While very pretty (thanks to the Oxygen team), it only provided links to resources where users can find further help. The interface afforded absolutely no interaction pattern and left users stranded.


Simon 0.3.75: Main Screen

After a bit of looking around, the user would probably notice the "Wordlist", "Grammar", etc. tabs containing the components of the currently loaded scenario.
However, even if the user loaded scenarios in the first run wizard, all those tabs will be completely empty. That's because the user is looking at the "Standard" scenario - an empty default scenario. To change this, users are supposed to use the unlabeled drop down in the toolbar.

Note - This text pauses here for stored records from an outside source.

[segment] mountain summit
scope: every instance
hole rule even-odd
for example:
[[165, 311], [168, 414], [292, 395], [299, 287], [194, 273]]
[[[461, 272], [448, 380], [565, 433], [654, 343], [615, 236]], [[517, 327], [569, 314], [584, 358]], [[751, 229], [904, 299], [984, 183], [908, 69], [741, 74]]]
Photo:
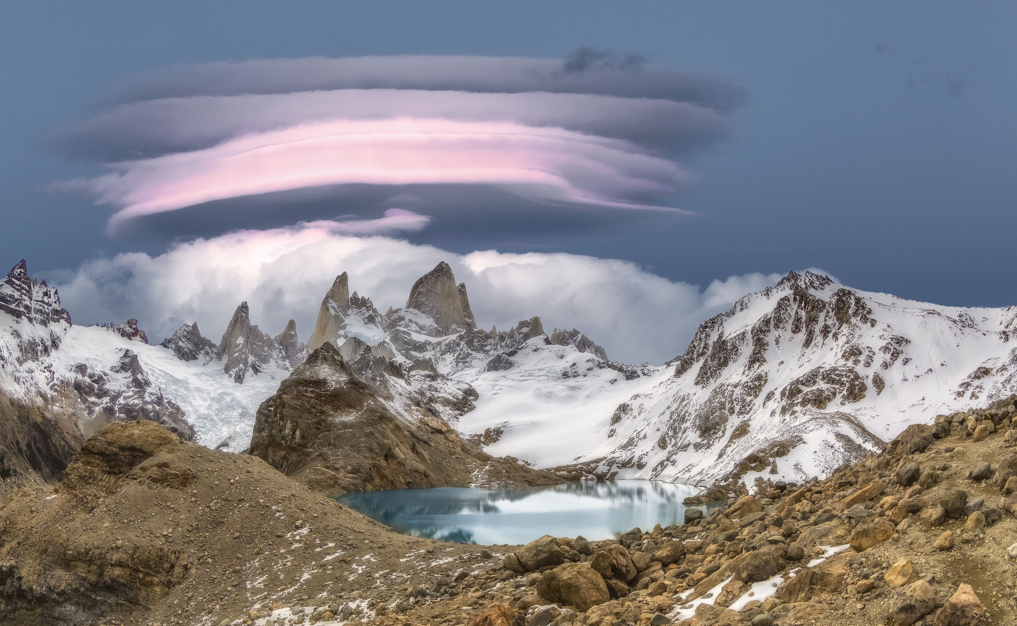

The reason for this weird interaction pattern was mainly because scenarios are a recent addition to Simon: They were only introduced in Simon 0.3 and while there was a huge amount of internal refactoring associated with that, the UI always felt a bit "tacked on".

So during the last month I was re-evaluating parts of Simons interface to make it more intuitive for new users.

First of all, I identified some principles I wanted to convey to the user and then designed the new interface around them:

Scenarios are opaque. Users can of course edit them if they want but the average user will probably never touch their components. In any case there is a strict hierarchy that must be maintained at all times: Scenario A (containing Components A), Scenario B (containing Components B), etc.
Base models are the easiest way to get started. If setting up Simon to use a static base model requires users to search for an archive on a wiki, download, extract it and to point Simon to individual files called cryptic names like "hmmdefs" or "tiedlist" then the interface has clearly failed. It must be easy and intuitive for users to create, share and use base models.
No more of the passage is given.